Pakar Hukum UI: Mengutip Hadis Nabi Soal LGBT Bukan Hate Speech
PAKAR Hukum Universitas Indonesia, Dr. Heru Susetyo SH, LL.M, M.Si menegaskan, mengutip hadits Nabi Muhammad Shallallahu`alaihi Wa Sallam terkait hukum LGBT, bukanlah bentuk ujaran kebencian atau hate speech.
Ia menegaskan, persoalan LGBT bukan perkara baru, tapi sudah ada sejak zaman para Nabi. Bahkan Heru menantang: jika ada yang tak suka hadis itu, gugat saja Nabinya.

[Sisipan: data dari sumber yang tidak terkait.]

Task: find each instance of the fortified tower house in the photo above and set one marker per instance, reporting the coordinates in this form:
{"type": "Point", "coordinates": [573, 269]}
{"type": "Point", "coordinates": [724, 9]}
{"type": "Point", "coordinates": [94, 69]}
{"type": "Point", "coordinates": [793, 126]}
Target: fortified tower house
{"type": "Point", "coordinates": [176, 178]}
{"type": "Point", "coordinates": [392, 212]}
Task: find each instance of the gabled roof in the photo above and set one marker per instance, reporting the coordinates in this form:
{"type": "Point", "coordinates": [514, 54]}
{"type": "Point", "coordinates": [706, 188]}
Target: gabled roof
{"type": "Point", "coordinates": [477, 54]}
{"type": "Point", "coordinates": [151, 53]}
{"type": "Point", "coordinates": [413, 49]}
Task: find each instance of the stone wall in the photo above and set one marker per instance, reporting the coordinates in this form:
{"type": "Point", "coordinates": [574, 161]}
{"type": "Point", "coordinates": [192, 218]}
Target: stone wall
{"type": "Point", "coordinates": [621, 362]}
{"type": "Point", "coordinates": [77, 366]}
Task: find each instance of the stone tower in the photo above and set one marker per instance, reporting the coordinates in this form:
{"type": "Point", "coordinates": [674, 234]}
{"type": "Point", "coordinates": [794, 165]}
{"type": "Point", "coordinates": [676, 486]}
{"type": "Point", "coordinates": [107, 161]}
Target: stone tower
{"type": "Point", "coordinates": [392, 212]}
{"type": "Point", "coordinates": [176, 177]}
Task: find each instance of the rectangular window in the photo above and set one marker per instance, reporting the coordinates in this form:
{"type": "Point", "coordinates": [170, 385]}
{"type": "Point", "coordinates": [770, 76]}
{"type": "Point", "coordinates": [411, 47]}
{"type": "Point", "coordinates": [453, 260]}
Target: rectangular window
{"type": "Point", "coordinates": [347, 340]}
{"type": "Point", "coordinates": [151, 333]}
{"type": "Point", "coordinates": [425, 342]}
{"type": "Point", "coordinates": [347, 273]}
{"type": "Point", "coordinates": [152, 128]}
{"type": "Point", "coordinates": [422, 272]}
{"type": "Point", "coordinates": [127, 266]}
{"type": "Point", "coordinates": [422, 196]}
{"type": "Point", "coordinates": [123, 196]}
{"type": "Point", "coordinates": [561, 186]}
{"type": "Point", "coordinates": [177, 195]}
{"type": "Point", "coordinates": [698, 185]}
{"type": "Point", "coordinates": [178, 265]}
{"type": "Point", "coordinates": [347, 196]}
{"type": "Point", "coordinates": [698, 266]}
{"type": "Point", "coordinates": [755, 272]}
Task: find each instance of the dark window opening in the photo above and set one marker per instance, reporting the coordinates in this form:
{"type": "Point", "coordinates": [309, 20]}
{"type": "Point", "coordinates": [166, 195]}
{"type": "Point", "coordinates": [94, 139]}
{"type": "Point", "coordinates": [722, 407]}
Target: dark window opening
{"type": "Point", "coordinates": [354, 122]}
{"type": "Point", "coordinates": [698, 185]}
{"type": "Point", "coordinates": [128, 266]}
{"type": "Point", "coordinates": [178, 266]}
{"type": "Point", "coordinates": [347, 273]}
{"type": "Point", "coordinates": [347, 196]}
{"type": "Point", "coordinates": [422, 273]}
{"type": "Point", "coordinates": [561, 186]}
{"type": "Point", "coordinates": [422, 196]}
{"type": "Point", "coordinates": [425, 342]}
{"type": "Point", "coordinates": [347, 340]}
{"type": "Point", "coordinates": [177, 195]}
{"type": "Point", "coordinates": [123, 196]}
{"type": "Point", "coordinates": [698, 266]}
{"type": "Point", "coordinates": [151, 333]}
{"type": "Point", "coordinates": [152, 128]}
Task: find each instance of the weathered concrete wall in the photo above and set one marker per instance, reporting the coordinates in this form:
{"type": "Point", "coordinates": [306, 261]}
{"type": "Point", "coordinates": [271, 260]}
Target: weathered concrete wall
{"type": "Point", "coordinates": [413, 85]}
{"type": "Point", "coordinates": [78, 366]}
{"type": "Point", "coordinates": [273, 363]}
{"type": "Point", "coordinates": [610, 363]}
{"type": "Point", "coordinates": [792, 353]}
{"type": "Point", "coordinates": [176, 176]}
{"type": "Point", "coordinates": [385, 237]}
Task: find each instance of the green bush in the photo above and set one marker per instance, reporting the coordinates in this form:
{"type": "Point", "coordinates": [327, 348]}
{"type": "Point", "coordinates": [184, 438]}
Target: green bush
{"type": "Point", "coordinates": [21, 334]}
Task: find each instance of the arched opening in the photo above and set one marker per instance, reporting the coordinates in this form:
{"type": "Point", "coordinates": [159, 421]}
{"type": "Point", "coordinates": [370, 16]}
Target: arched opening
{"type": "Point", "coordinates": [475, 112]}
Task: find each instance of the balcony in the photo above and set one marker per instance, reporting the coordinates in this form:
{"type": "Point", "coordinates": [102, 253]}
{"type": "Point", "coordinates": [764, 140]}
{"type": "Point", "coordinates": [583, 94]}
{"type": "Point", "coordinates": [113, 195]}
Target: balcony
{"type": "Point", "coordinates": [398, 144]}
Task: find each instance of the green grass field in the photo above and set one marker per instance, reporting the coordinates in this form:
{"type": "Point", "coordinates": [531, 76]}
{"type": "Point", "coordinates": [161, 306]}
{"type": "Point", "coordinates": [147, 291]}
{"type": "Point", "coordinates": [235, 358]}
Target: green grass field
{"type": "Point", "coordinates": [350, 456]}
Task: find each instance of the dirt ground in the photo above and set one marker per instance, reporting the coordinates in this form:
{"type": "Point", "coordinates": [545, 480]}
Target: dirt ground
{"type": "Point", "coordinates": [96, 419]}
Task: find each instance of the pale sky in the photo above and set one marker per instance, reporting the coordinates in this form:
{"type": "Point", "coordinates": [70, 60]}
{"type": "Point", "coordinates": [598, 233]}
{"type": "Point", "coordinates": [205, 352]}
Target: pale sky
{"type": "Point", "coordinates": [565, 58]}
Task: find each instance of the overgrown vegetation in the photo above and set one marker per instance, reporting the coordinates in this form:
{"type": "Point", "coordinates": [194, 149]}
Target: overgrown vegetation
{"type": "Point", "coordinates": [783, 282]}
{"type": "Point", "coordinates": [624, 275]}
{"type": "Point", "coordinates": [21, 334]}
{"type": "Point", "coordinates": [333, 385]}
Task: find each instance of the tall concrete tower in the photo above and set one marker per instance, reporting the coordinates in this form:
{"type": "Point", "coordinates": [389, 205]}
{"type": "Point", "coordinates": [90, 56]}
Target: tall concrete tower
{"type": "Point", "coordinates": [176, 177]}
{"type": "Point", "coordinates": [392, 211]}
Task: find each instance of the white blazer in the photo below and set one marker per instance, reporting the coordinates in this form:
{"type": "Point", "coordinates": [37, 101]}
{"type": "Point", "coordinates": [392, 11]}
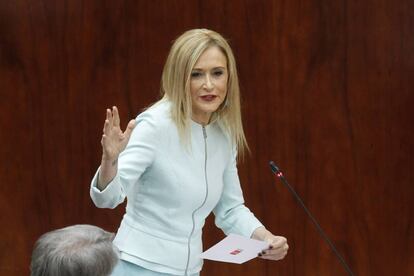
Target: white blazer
{"type": "Point", "coordinates": [170, 190]}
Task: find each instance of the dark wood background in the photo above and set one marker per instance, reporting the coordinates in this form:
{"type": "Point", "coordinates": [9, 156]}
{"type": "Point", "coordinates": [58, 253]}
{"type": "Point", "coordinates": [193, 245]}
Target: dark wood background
{"type": "Point", "coordinates": [328, 95]}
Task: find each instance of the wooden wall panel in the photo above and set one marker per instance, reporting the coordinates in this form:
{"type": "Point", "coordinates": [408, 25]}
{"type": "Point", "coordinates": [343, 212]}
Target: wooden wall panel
{"type": "Point", "coordinates": [328, 93]}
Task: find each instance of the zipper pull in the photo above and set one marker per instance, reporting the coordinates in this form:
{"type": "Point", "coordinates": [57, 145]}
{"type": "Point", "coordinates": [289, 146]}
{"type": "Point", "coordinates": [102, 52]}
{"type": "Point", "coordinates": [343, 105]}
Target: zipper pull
{"type": "Point", "coordinates": [204, 132]}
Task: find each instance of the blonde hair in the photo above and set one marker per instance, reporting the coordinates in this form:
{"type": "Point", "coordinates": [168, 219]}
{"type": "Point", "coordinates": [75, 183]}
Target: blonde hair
{"type": "Point", "coordinates": [175, 85]}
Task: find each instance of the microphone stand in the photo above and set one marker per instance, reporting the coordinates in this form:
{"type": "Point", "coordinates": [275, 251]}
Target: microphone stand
{"type": "Point", "coordinates": [279, 174]}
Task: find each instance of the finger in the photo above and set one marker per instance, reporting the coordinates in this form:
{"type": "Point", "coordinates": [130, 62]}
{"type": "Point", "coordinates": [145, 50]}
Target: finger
{"type": "Point", "coordinates": [115, 114]}
{"type": "Point", "coordinates": [130, 127]}
{"type": "Point", "coordinates": [109, 117]}
{"type": "Point", "coordinates": [274, 257]}
{"type": "Point", "coordinates": [106, 127]}
{"type": "Point", "coordinates": [277, 242]}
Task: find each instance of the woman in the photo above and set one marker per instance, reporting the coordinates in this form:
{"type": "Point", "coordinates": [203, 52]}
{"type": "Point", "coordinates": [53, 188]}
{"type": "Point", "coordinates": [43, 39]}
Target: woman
{"type": "Point", "coordinates": [179, 164]}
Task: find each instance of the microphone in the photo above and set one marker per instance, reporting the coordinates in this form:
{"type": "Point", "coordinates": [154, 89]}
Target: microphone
{"type": "Point", "coordinates": [279, 174]}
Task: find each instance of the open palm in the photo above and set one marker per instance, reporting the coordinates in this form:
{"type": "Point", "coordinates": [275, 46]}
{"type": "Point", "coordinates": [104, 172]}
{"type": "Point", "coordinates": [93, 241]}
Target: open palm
{"type": "Point", "coordinates": [114, 140]}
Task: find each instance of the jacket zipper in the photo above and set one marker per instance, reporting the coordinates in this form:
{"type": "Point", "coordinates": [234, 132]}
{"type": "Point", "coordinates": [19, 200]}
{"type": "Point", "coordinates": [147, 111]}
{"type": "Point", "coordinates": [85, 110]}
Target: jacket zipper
{"type": "Point", "coordinates": [202, 204]}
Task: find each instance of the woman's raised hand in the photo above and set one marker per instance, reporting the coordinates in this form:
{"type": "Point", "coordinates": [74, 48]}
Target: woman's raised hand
{"type": "Point", "coordinates": [114, 140]}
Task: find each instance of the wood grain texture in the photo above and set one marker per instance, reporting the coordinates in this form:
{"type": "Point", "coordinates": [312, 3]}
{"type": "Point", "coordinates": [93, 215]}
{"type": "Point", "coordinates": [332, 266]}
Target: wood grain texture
{"type": "Point", "coordinates": [327, 94]}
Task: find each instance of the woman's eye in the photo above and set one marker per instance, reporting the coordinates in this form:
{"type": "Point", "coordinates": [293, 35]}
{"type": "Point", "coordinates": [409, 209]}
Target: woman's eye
{"type": "Point", "coordinates": [195, 74]}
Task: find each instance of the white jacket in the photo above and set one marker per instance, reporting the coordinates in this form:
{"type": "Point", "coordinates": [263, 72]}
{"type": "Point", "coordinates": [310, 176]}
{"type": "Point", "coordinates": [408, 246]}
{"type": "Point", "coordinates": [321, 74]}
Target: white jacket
{"type": "Point", "coordinates": [171, 189]}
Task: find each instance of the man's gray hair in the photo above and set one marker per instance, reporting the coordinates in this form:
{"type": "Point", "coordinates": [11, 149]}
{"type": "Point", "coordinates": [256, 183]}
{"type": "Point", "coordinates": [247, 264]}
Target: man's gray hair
{"type": "Point", "coordinates": [81, 250]}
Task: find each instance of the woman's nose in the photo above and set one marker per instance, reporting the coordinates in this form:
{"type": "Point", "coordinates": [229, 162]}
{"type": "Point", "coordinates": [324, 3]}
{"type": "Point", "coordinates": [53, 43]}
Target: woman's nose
{"type": "Point", "coordinates": [208, 83]}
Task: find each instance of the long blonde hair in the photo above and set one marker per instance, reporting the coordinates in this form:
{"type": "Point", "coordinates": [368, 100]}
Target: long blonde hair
{"type": "Point", "coordinates": [175, 85]}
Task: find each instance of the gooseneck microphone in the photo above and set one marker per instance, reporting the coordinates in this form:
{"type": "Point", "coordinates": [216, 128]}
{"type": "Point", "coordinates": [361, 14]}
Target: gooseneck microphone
{"type": "Point", "coordinates": [279, 174]}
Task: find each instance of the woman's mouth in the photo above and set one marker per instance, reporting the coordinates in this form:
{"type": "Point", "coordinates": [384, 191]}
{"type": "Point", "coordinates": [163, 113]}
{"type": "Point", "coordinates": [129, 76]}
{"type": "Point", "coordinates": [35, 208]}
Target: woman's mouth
{"type": "Point", "coordinates": [208, 98]}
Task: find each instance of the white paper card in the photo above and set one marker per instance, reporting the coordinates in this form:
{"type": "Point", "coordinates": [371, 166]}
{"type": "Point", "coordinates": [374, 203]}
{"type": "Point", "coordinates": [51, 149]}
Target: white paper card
{"type": "Point", "coordinates": [235, 249]}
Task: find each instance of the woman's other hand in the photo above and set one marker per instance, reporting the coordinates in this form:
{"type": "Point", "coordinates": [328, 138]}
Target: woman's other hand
{"type": "Point", "coordinates": [278, 246]}
{"type": "Point", "coordinates": [114, 140]}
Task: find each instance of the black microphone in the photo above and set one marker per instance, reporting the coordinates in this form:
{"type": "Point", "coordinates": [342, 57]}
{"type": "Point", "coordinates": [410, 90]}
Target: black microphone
{"type": "Point", "coordinates": [279, 174]}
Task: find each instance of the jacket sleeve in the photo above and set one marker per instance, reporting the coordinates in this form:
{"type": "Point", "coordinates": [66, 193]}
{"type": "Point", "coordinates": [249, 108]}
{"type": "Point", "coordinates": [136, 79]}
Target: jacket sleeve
{"type": "Point", "coordinates": [231, 215]}
{"type": "Point", "coordinates": [132, 162]}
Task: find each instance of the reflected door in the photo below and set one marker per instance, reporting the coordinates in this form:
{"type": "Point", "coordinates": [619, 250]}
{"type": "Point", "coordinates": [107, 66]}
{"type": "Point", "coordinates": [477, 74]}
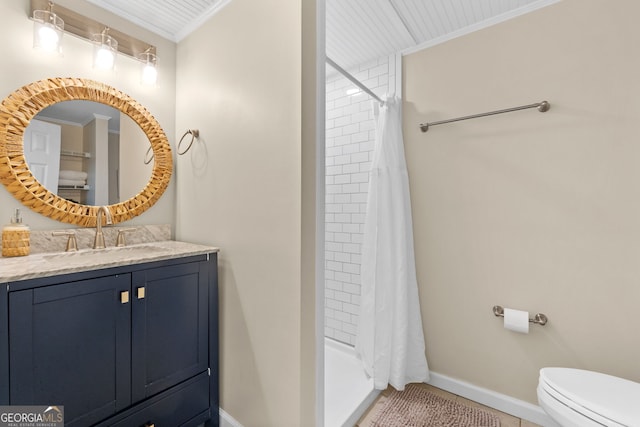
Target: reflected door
{"type": "Point", "coordinates": [42, 148]}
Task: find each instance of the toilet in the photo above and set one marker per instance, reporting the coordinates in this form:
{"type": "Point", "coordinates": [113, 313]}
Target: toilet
{"type": "Point", "coordinates": [579, 398]}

“Apa yang dikutip Tifatul Sembiring dalam renungan Jumat dalam akun twitternya, bukanlah bentuk hate speech. Itu hadits Nabi yang sudah ada sejak 15 abad yang lampau. Siapa saja boleh mengutip Al Qur’an. Jika tidak ada yang sepakat, cari saja sumber yang lain,” kata Heru Susetyo kepadaIslampos di Masjid Ukhuwah Islamiyah, komplek UI, Depok, belum lama ini.
Seperti ramai dibicarakan sebelumnya, Mantan Menteri Komunikasi dan Informasi (Kominfo) Tifatul Sembiring dalam kicauan twitternya mengutip hadits Nabi Muhammad saw yang berbunyi, “RenunganJumat:.. yang berbuat dan pasangannya dan siapa yg menyetubuhi binatang maka bunuhlah dia dan binatang itu ~ HR. Ahmad,” kicau Tifatul seperti dikutip dari @tifsembiring, Jum’at (26/2/2016).
Kicauan ini mendapat tanggapan beragam dari netizen. Ada yang mengkritisi keras, namun tak sedikit yang mendukung. Salah satu yang menolak adalah sutradara ternama Joko Anwar.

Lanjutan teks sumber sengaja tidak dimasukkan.